Wireless Access

Hi,

 

Can I achieve BYOD with enhanced policy management by only Aruba PEFNG licenses, without deploying Aruba ClearPass?... This Customer does not require any advanced on boarding features provide through ClearPass. Only considering following features...

 

·         BYOD with enhanced policy management (Device level policies for ipads / laptops of the same user using a single SSID)

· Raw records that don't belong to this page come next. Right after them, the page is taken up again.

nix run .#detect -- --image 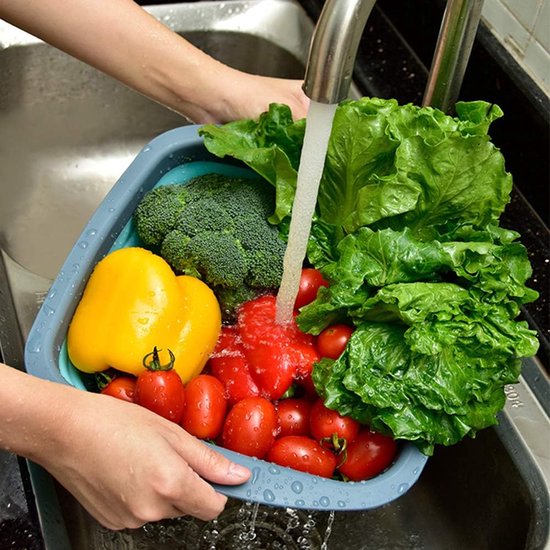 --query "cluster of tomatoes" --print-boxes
[102,269,397,481]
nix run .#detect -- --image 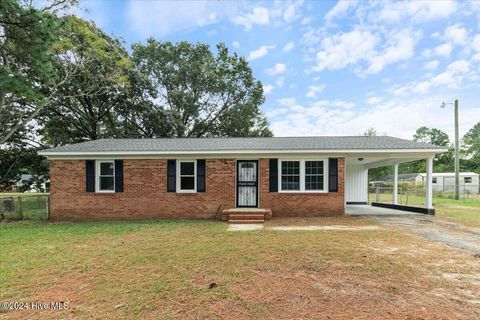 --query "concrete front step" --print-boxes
[228,220,265,224]
[230,213,265,220]
[222,208,272,223]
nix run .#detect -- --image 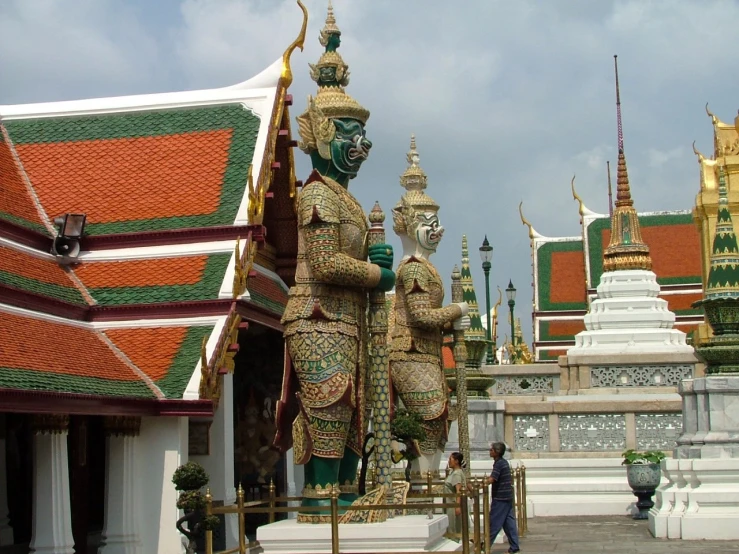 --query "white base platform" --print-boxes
[257,515,462,554]
[471,458,652,518]
[649,458,739,540]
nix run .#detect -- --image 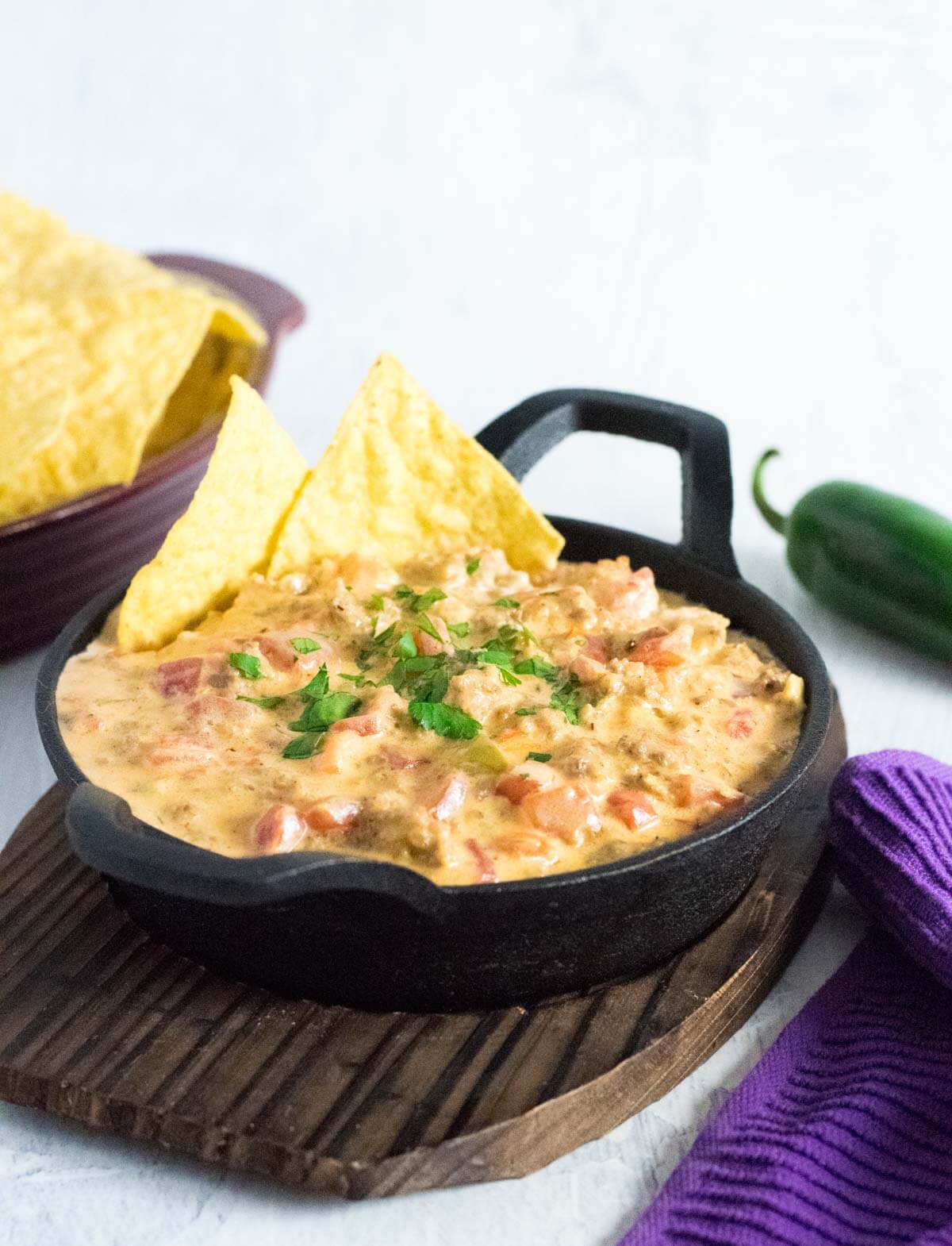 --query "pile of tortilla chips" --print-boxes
[0,193,267,523]
[119,355,565,649]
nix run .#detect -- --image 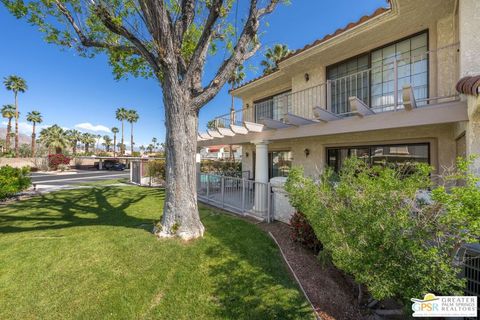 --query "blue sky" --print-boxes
[0,0,386,146]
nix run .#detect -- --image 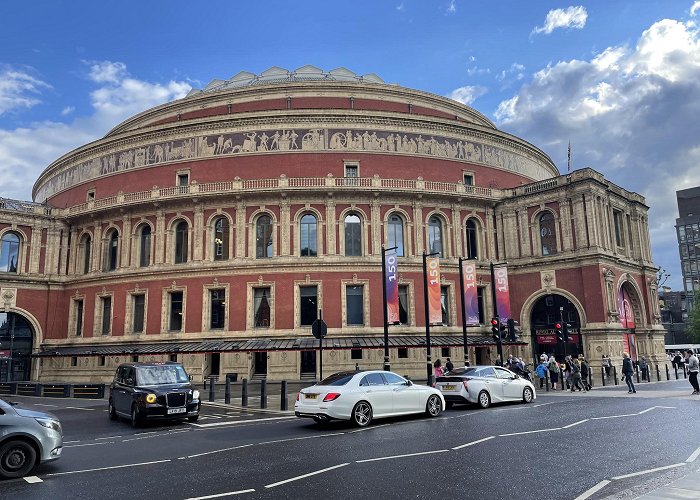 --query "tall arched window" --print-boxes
[105,229,119,271]
[214,217,229,260]
[345,214,362,257]
[80,234,92,274]
[464,219,479,259]
[0,233,20,273]
[175,220,189,264]
[388,214,405,257]
[299,214,318,257]
[255,215,272,259]
[428,217,444,257]
[540,212,557,255]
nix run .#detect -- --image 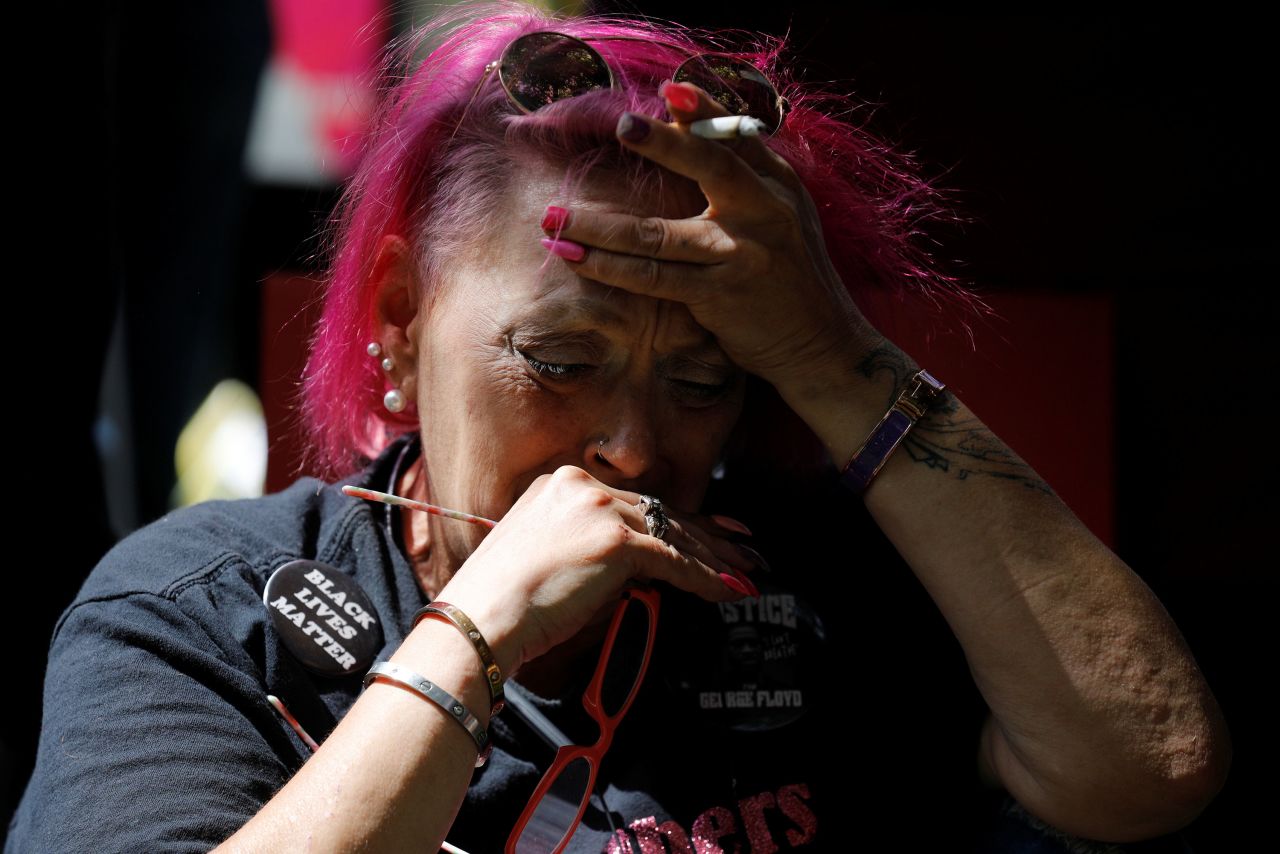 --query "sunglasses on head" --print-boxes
[468,32,791,133]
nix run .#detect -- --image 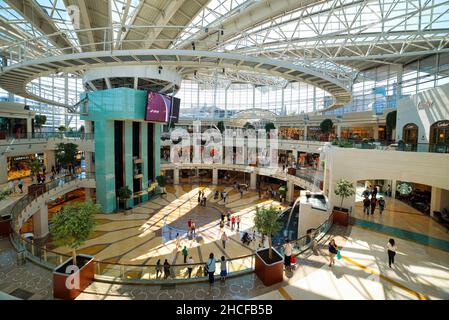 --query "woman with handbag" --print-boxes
[329,239,338,267]
[387,239,398,268]
[206,253,215,285]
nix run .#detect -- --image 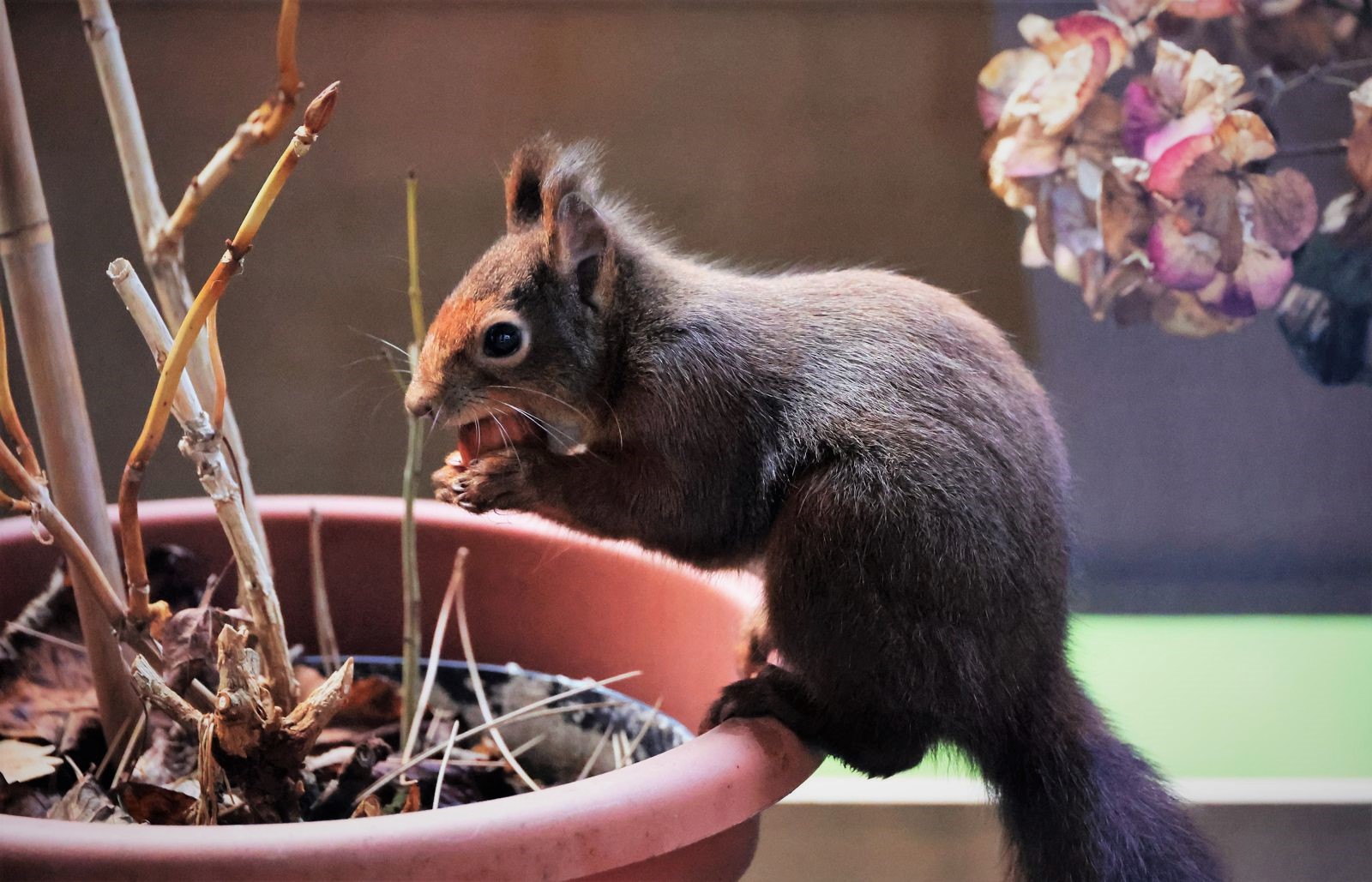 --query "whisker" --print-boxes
[485,407,524,466]
[487,386,592,423]
[595,393,624,450]
[348,325,410,361]
[484,396,604,461]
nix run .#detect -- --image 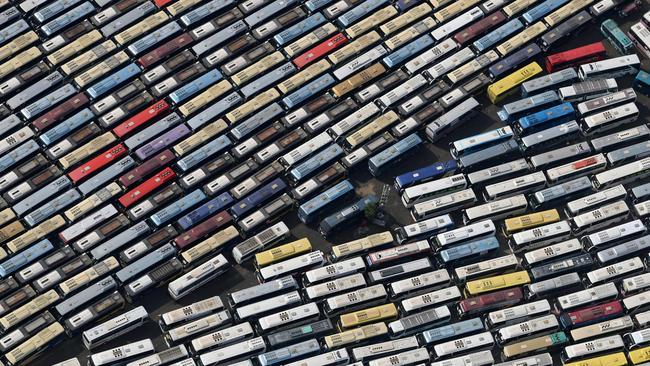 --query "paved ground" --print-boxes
[41,4,650,366]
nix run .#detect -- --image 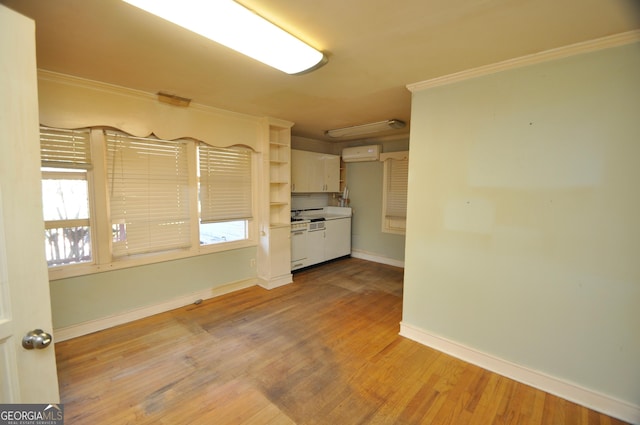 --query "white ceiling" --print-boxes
[0,0,640,140]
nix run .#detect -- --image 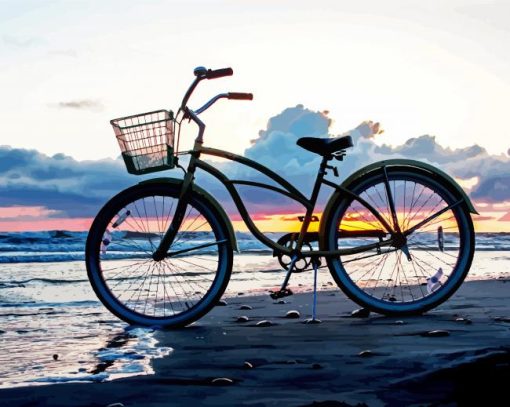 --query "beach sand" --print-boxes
[0,279,510,406]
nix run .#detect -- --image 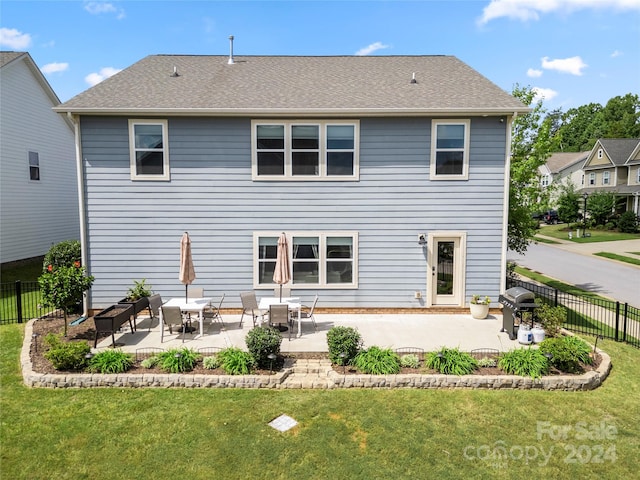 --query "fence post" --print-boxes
[16,280,22,323]
[616,302,620,342]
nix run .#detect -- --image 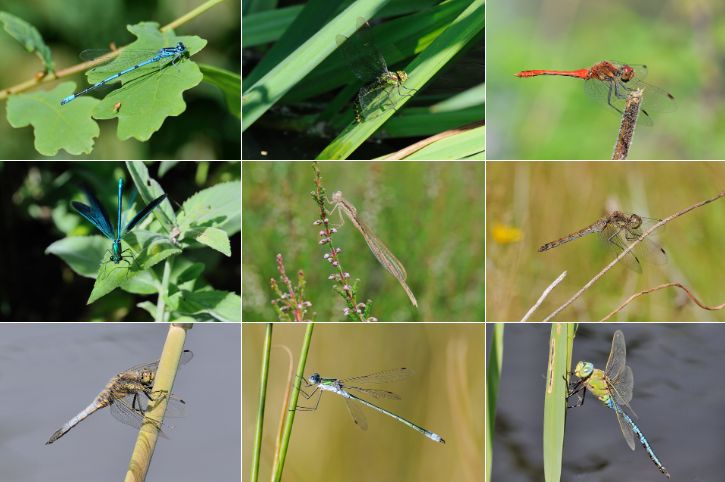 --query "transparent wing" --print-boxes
[599,224,642,273]
[110,395,144,429]
[335,18,388,83]
[345,398,368,430]
[125,350,194,372]
[604,330,627,381]
[130,392,186,418]
[346,387,400,400]
[340,368,415,384]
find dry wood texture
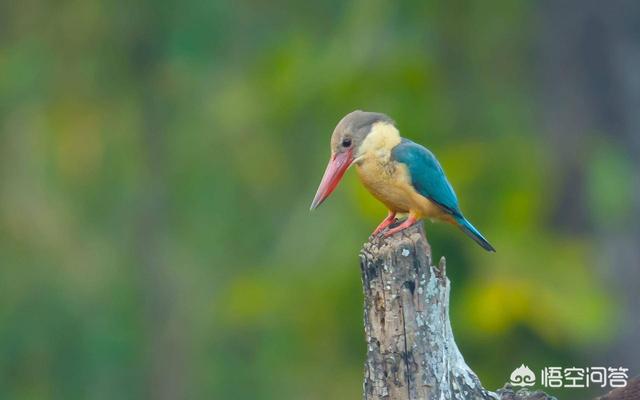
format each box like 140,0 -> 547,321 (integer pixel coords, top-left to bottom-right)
360,224 -> 560,400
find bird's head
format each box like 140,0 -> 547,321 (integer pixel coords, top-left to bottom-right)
311,110 -> 393,210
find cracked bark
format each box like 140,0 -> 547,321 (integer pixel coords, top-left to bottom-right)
360,224 -> 551,400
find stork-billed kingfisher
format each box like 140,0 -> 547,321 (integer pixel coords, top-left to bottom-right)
311,110 -> 495,251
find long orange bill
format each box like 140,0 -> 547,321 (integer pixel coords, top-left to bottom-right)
310,150 -> 353,210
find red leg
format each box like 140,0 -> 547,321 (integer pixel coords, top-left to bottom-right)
384,214 -> 418,237
371,211 -> 396,236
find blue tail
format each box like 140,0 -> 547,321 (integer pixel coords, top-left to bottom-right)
456,216 -> 496,253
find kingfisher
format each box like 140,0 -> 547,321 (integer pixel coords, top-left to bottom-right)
311,110 -> 495,252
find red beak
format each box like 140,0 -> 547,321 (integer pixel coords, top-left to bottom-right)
311,149 -> 353,210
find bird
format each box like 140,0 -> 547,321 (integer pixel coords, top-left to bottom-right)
310,110 -> 495,252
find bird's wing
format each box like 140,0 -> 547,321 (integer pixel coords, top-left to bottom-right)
391,139 -> 462,216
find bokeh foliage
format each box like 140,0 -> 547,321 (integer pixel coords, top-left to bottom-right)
0,0 -> 626,399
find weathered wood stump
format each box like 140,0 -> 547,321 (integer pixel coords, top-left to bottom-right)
360,224 -> 498,400
360,224 -> 640,400
360,224 -> 551,400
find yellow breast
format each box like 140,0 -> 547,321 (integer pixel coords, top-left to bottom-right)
356,123 -> 450,218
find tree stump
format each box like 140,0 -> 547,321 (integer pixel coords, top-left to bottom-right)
360,224 -> 498,400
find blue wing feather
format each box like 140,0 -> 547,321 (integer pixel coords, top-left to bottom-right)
391,139 -> 462,216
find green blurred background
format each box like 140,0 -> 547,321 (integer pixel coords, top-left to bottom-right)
0,0 -> 640,400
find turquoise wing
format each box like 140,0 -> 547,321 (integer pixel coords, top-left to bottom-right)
391,139 -> 462,217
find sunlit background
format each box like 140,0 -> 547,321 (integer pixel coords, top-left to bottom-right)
0,0 -> 640,400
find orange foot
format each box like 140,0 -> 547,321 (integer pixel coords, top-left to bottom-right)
384,214 -> 418,237
371,211 -> 396,236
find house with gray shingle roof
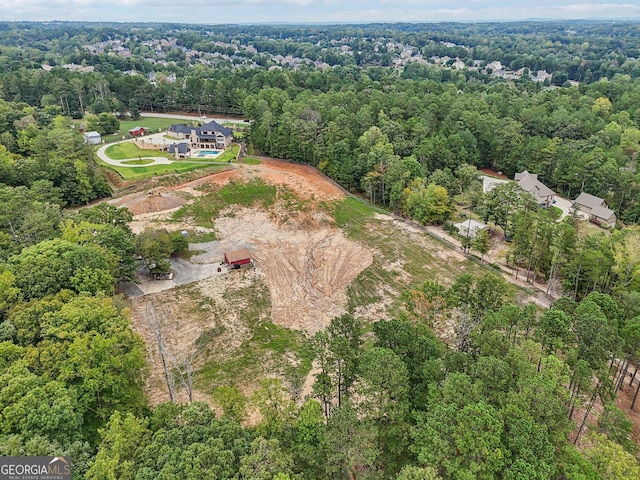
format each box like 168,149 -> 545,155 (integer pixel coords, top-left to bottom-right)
167,120 -> 233,150
168,142 -> 190,158
514,170 -> 556,207
573,192 -> 617,228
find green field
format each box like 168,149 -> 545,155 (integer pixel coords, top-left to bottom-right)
185,144 -> 240,163
98,160 -> 227,181
105,142 -> 172,160
122,158 -> 153,165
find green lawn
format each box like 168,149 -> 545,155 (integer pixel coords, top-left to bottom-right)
98,160 -> 227,181
328,197 -> 486,312
122,158 -> 153,165
105,142 -> 172,160
184,144 -> 240,163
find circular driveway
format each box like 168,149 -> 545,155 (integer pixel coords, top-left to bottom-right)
96,137 -> 178,168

·         3rd Party device profiling and access policing capability (profile, permit/deny access, drop, prioritize)

 

Br,

Nilanka Surain

You are capable of much more granular policy with ClearPass.  For example, on the Aruba controller, you can put an iPad into a role or VLAN, but you cannot combine that with a user AD group requirement, for example.  When you need to provide enforcement for multiple policies especially with a single SSID, that is when ClearPass is needed.

 

 

As cjoseph notes, ClearPass has more integration tailored to the controller, and due to the first-rule-to-match behavior you can't build complicated expressions, though for a NAS the options are still quite impressive, and also some attributes can be sent to the AAA server to allow it to do the logic.  If the customer is asking about 3rd-party device classification integration, though, they might have a particular system in mind that they plan to use, so you might want to find out what that is and look at the specifics.  You can also do one level of fanciness by taking advantage of the difference between how the Role and the VLAN are selected.

 

I would have to disagree with the statement "you can't build complicated expressions". When done correctly through the use of multiple services and enforcement policies, you can build very complicated, powerful expressions to build policy.

 

I meant on the controller itself, not in CPPM, sorry I was not clear.